Dr. Robert Look is a retired dentist who refused amputation of his foot when he was diagnosed with staphylococcus aureus, a disease that is considered difficult to cure. He was told that without amputation, his future was grim.

“You either go crazy or you have a stroke or you have a heart attack because the bloodstream will be contaminated,” said Look.

His geriatric physician told him that at his age of 85, prosthetics was out of the picture. “He said, ‘After amputation, you’re gonna be a prisoner of your wheelchair’”, said Look.

He tried different types of alternative medicine including acupuncture, which did not help his condition. He was almost out of ideas until a family friend introduced him to the idea of hyperbaric medicine.
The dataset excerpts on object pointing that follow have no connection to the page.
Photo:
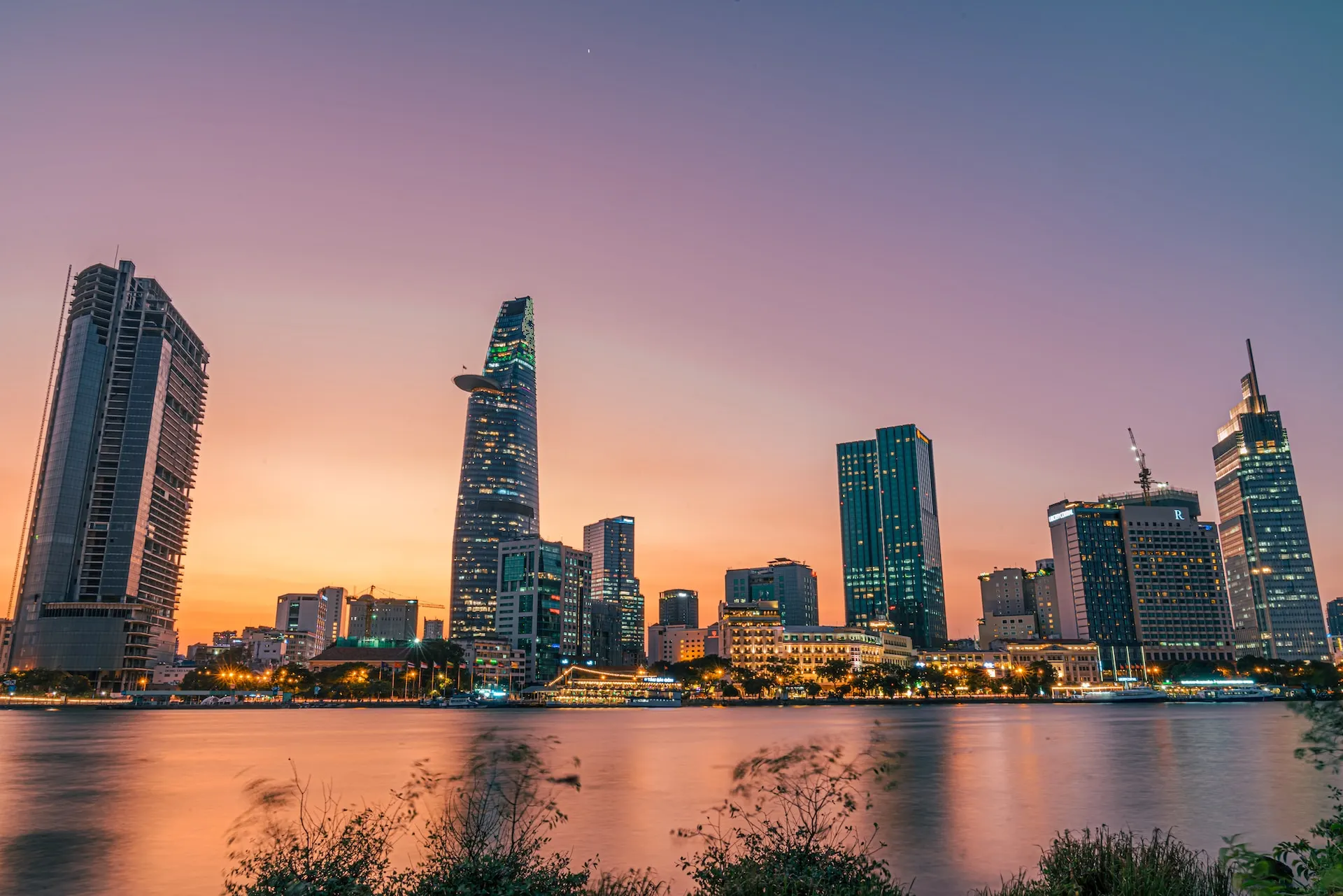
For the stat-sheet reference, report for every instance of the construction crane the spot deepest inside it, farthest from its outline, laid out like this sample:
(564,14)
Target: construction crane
(1144,476)
(388,592)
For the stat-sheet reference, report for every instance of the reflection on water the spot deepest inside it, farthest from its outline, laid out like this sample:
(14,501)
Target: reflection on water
(138,802)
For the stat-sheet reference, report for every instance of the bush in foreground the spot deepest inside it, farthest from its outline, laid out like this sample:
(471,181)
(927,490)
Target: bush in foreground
(788,828)
(1104,862)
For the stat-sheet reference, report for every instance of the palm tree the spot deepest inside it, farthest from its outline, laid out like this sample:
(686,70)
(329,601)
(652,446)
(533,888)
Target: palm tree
(834,671)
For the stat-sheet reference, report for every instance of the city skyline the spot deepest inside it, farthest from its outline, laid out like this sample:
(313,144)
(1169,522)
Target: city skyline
(951,245)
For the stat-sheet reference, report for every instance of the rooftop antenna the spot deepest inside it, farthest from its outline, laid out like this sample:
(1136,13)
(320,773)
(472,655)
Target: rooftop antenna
(1255,391)
(1144,476)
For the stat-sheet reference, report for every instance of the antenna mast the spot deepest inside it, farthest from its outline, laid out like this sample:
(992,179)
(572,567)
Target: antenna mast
(1255,391)
(1144,476)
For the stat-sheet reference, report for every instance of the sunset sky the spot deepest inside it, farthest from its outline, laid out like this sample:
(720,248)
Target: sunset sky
(753,230)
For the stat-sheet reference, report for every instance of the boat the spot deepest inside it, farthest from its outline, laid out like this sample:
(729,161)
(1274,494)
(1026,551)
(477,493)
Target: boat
(1237,693)
(655,702)
(1139,693)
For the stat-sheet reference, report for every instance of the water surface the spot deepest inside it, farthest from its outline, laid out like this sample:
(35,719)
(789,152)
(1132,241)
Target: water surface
(124,802)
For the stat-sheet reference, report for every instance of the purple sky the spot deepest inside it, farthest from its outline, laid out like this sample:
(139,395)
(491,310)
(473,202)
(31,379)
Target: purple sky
(753,230)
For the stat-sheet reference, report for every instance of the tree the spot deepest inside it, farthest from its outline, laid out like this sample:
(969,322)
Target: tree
(293,678)
(834,671)
(976,680)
The beauty of hyperbaric medicine lies in its ability to help grow new blood cells into the affected areas and heal them.
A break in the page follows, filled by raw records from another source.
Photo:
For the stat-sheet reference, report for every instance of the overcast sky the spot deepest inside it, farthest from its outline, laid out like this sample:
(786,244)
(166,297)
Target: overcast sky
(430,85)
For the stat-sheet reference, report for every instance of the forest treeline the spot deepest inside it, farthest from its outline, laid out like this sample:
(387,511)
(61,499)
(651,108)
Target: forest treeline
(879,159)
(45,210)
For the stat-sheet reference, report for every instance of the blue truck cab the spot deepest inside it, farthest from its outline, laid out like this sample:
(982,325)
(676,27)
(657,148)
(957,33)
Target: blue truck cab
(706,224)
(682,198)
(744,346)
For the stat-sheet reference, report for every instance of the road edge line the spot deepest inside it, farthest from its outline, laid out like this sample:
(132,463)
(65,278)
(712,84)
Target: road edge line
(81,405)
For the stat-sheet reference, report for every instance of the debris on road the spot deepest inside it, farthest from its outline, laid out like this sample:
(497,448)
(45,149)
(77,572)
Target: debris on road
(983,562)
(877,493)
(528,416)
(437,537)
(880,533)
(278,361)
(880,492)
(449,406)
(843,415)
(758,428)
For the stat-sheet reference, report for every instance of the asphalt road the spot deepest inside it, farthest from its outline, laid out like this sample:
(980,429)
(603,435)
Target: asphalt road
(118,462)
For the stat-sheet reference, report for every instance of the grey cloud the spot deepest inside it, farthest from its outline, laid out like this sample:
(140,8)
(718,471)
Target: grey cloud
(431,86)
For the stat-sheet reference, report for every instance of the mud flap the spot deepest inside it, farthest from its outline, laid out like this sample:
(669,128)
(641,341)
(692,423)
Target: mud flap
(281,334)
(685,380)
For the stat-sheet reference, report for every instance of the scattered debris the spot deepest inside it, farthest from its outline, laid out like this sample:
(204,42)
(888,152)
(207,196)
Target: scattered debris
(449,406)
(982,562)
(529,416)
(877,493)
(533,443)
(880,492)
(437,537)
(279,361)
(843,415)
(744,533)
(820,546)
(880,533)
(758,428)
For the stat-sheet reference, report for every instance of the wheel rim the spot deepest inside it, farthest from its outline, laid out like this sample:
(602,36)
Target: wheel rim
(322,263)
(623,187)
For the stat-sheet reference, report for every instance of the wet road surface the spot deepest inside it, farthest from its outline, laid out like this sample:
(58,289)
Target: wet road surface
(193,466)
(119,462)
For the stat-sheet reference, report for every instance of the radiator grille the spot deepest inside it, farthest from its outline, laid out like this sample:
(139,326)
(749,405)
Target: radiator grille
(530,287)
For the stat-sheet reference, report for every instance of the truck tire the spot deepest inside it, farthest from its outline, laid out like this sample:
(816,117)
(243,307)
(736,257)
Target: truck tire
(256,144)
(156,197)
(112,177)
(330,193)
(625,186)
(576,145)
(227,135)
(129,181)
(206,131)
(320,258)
Dr. Look’s open injury was once the size of a quarter but has since dwindled down to the size of a nickel after thirty dive sessions or less than two and a half months of hyperbaric treatment.

Dr. George Macris, Medical Director at the Hyperbaric Treatment Center, explains that amputation should be the last resort to treating diabetic ulcers. “Fifty percent of people with diabetic foot ulcers will be dead in five years and if they get an amputation because of it, 22% per year will die,” says Macris. “In five years they’re almost all dead.

Macris has seen the nearly miraculous effects of hyperbaric medicine firsthand. He hopes that the popularity of this type of treatment will catch on in the Hawaiian Islands, as it has in the mainland United States.

One of the reasons he pursued hyperbaric medicine is because he lost his father, who had a diabetic problem, at an early age. “You just don’t hear about them after five years and you find out they died or you see them in the obituary,” says Macris. “We’re trying to stop that, we can stop eight percent of those.”

Three years ago Enid Sosna was diagnosed with cancer of the throat and suffered after rounds of chemotherapy. Pain from the radiation and difficulty swallowing eventually led to her having a tooth pulled and it left a hole inside of her mouth that never healed.

Sosna is a resident from the island of Maui and she has only been doing the hyperbaric treatments for a month and already has no pain.

Sosna realizes that the hyperbaric treatment hasn’t just relieved her of her oral pain but has also given her a better quality of life.

“I walk better, I walk longer and I don’t get tired as much” said Sosna. Although “I’ve suffered for three years and it’s finally a relief,” says Sosna. “Thank God I came here, it’s a blessing.”